Wir Angehörigen sind Laien und können damit nicht umgehen. Dass wir all das entsetzlich finden, hilft uns auch nicht weiter. Wir wissen nicht, wie wir an den Betroffenen überhaupt noch herantreten sollen. Sofort kriegt der alles in den falschen Hals, dreht einem das Wort im Munde herum, fährt sämtliche Stacheln aus. Fühlt sich angegriffen und kontrolliert. Ist die Sucht fortgeschritten und ist kein Einsehen mehr zu erwarten, dann hat eine langwierige Alkoholikerkarriere begonnen und damit der Abstieg nach unten.

Die Angehörigen steigen "mit ab", durchleben jeden Rausch und jeden Kater hautnah.

Im Leben eines Alkoholikers gibt es trotzdem erstaunlicherweise immer wieder "lichte" Momente, Momente der zwangsläufig eintretenden, oft plötzlichen Abstinenz, des grauenvollen Katers, der den alkoholgepeinigten Körper nach jedem Alkoholexzeß, welcher ihn regelrecht von innen vergiftet und verbrennt, heimsucht. In den nüchternen Momenten weiß der Betroffene inzwischen genau, auf was er sich eingelassen hat und er ahnt, wie tief er schon gesunken ist. Nur: der nächste Fusel tröstet ihn wieder darüber hinweg - wenigstens bis zur nächsten Ausnüchterung. Was bleibt ihm auch anderes übrig. Auf Hilfe kann er nicht hoffen, denn wie er selbst es immer wieder behauptet hat:
Er ist schließlich k e i n  Alkoholiker!

Außenstehende machen sich keinen Begriff von dieser Berg- und Talfahrt die der Alkoholabhängige durchlebt. Einfach so aufzuhören, wäre doch einfach, könnte man meinen... Doch in Wahrheit ist es ungeheuer schwierig, auf  Dauer dem Alkohol zu entsagen. Erschwerend kommt hinzu, dass je länger das Trinken an Jahren angedauert hat, umso schwieriger wird es überhaupt, damit aufzuhören.
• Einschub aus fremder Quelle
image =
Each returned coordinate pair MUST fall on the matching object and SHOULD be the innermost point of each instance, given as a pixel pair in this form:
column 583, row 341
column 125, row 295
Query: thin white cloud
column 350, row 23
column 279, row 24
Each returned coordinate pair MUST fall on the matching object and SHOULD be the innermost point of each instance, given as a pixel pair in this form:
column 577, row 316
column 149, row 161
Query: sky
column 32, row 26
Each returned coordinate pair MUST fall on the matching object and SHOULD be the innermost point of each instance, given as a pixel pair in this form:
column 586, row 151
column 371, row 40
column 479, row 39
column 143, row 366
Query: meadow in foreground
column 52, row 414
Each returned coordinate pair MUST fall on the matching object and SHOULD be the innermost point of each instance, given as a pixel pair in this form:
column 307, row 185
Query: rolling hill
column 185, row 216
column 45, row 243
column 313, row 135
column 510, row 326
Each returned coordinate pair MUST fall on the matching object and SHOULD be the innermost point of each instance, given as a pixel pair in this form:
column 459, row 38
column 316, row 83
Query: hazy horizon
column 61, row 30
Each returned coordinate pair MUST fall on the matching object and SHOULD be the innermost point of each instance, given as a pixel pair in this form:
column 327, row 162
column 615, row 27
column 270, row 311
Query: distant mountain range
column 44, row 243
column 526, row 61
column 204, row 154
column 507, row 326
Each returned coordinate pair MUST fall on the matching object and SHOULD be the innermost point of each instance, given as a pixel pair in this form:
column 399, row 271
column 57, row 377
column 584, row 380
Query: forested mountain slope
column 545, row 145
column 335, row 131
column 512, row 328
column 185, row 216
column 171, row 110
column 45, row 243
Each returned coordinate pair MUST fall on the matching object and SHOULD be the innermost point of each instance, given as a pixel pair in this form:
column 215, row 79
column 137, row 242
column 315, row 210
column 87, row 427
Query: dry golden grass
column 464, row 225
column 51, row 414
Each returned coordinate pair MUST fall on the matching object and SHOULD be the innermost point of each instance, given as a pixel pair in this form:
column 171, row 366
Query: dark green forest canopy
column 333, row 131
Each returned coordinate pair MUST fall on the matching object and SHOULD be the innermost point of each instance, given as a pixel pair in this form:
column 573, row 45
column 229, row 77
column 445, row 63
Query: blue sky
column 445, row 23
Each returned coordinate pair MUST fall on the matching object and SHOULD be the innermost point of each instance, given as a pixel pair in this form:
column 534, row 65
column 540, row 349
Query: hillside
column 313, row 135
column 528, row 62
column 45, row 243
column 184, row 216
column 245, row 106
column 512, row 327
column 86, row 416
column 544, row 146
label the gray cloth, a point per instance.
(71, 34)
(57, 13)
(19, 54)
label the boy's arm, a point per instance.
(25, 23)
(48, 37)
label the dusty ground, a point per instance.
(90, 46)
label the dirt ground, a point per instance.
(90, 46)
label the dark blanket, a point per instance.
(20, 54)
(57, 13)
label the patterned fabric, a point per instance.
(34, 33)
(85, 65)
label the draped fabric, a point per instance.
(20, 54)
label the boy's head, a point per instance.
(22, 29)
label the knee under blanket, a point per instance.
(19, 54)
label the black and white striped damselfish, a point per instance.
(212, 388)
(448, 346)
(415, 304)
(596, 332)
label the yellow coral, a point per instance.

In Eigeninitiative klappt es in den seltensten Fällen, wenn auch Betroffene meinen, es ohne fremde Einmischung schaffen zu können. Auch sie sind diesbezüglich nicht ehrlich mit sich selbst und möchten vor allem unbedingt die Regie über ihr Trinken uneingeschränkt behalten. Denn in dem Moment, da Therapeuten und Ärzte Einfluss darauf nehmen, würde ihnen die Freiheit der Entscheidung, was den weiteren Mißbrauch von Alkohol angeht, abgenommen werden. Und es gibt nichts Schlimmeres für einen Alkie, wenn er beim Trinken kontrolliert wird.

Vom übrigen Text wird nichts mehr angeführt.